While it’s generally known as Turkish coffee, it’s also called Greek or Cypriot coffee—the history of that goes back to the invasion of Cyprus in 1974. Regardless, the coffee itself remains the same.
When drinking Turkish coffee, you might inhale hints of spices and herbs common to Middle Eastern cuisine, such as cardamom or cinnamon. With an emphasis on authenticity, Nicholas Restaurant imports its coffee from Lebanon, a brand called Najjar whose grounds are as fine as baby powder. “That’s what makes Turkish coffee so unique,” Dibe says.
Aside from the extra fine, flour-like coffee grounds, it’s the addition of spices that make the flavor so aromatic. Its rich, dark, thick foam, along with bold flavor—the kind that you’d get from drinking a very strong cup of espresso—is why this coffee is usually prepared and served in small metal carafes called cezve or ibrik. From experience, I can tell you that drinking one of these cups was roughly equivalent to drinking five of my regular Starbucks K-cup pods at home. It’s that strong.
In Middle Eastern societies, coffee is more than just coffee. It’s a way of life, an invitation to a home.
“Every visitor that comes to your house, it’s customary to offer them coffee,” says Dibe. In many homes, young women often serve their guests Turkish coffee while the elders sit and chat. The drinks continuously arrive in small cezves and are a source of connection for many.
Traditionally, women have been judged on how they make the coffee, Dibe told me. A sign of domesticity, knowing how to make a good cup of Turkish coffee can indicate that a young girl is capable of cooking for her future husband. Arranged marriages can even occur from these exchanges.
Because the coffee grounds are never filtered out, they remain at the bottom of the cup. The saturated grounds can form into certain shapes, each of which is believed to carry meaning. If one presents their cup to a fortune teller, they might be able to find out what the grinds mean for their future. According to Dibe, it’s a fun way to express oneself; whether the grounds mean anything is up for debate.
In America, the tradition still reigns for some families, particularly within larger and more traditional Middle Eastern communities. Subconsciously, first- and second-generation women and young adults serve the coffee to men and elders, the same way it is done in Lebanon and beyond.
Turkish coffee is generally served in Middle Eastern restaurants for an affordable price (at Nicholas, it costs $4.50 per cup) and depending on where you live, you may be able to find it at a Middle Eastern café. But if it is not available in such places, you can always make it at home.
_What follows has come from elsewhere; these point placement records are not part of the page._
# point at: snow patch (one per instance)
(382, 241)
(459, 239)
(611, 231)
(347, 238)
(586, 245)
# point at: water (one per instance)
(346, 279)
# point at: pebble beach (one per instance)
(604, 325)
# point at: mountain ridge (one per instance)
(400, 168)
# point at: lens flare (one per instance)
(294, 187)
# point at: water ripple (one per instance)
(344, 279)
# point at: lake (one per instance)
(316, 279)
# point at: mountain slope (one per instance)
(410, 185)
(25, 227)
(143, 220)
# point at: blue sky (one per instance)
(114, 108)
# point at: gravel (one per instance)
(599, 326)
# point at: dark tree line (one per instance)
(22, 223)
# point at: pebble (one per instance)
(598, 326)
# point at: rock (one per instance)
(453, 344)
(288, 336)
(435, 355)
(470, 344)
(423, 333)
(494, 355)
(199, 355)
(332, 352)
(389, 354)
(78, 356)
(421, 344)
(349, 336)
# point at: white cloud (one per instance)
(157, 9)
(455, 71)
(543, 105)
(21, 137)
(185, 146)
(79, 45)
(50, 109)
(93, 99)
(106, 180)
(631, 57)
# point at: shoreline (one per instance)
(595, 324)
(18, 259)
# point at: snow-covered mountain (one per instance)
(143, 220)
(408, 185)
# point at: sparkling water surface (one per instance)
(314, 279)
Making Turkish coffee requires a cezve, which can be found at international grocers or Russian grocery stores (or online). As for the coffee itself, look for labels that say “Arabic” or “Turkish coffee” and make sure it is as finely ground as possible. You can do this by buying your own coffee grinder or grind it at your local coffee shop or grocery store.
To make the coffee, pour the grinds into the cezve (which can come with distinct designs and is generally in an 8-oz. or 12-oz. size) and fill 2/3 of the way with cold water. Place it directly on the stove. Right before coffee boils over, take it off the heat, pour into tiny espresso cups, and serve with sugar cubes and cream, if desired.
You can stir the coffee gently while it’s on the stove, but in general, coffee grounds remain in the cezve, never to be filtered out. After all, you never know what the future holds as you sip on this deliciously fragrant coffee.